They were unable to puncture her self-possession. The languorous Klimt face was carefully painted this morning, and she was dressed as befitted the violinist or the actress or the author. She had been forewarned of their coming and the gardener image had been laid aside. Her long smooth hands looked as if they had never touched the earth or pulled up a weed.

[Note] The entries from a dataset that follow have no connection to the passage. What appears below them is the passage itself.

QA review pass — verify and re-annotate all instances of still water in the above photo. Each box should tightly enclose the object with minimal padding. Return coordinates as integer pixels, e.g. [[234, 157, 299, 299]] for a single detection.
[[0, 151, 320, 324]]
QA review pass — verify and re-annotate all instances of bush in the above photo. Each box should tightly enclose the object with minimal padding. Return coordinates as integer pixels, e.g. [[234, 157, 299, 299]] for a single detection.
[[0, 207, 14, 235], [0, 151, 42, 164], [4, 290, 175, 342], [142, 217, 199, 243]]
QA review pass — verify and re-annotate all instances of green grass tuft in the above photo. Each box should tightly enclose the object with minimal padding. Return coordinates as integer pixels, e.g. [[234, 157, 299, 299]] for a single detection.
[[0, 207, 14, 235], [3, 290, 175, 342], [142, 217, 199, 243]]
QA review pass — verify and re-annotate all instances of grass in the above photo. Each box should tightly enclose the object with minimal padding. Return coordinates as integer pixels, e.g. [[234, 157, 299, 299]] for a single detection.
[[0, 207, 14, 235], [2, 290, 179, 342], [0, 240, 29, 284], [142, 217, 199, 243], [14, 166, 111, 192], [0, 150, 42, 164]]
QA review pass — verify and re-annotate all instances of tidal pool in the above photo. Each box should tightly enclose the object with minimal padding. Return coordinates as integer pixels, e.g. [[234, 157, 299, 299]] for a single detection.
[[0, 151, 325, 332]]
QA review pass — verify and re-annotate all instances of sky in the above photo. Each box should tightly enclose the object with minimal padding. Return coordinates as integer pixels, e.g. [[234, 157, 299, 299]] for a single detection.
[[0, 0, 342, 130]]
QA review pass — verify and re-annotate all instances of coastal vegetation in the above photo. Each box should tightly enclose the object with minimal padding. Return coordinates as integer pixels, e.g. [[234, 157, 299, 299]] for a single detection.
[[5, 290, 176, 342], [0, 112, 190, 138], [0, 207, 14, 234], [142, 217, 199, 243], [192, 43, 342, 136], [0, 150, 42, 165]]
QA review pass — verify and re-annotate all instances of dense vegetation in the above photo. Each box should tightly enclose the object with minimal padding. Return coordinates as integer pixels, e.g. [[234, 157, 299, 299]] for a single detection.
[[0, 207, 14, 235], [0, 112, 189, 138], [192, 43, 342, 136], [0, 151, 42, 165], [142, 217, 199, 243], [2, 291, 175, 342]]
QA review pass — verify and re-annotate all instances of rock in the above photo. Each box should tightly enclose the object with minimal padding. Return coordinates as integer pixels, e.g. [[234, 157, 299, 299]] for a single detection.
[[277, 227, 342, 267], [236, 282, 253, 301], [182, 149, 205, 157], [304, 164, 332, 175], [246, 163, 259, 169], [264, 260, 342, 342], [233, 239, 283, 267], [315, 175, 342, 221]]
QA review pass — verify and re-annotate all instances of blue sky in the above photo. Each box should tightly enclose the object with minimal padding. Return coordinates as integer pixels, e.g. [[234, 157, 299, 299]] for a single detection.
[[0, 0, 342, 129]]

   Where had she been on the afternoon of Hannah Kingman's death? Her thick shapely eyebrows went up. At home, indoors, painting. Alone?
   "Painters don't work with an audience," she said rather insolently, and she leaned back, dropping her eyelids in that way of hers. She lit a cigarette and flicked her fingers at Burden for an ashtray as if he were a waiter.
   Wexford said, "On Saturday, October 29th, Miss Last, I believe you had something wrong with your car?"
   She nodded lazily.
   In asking what was wrong with it, he thought he might catch her. He didn't.
   "The glass in the offside front headlight was broken while the car was parked," she said, and although he thought how easily she could have broken that glass herself, he could hardly say so. In the same smooth voice she added, "Would you like to see the bill I had from the garage for repairing it?"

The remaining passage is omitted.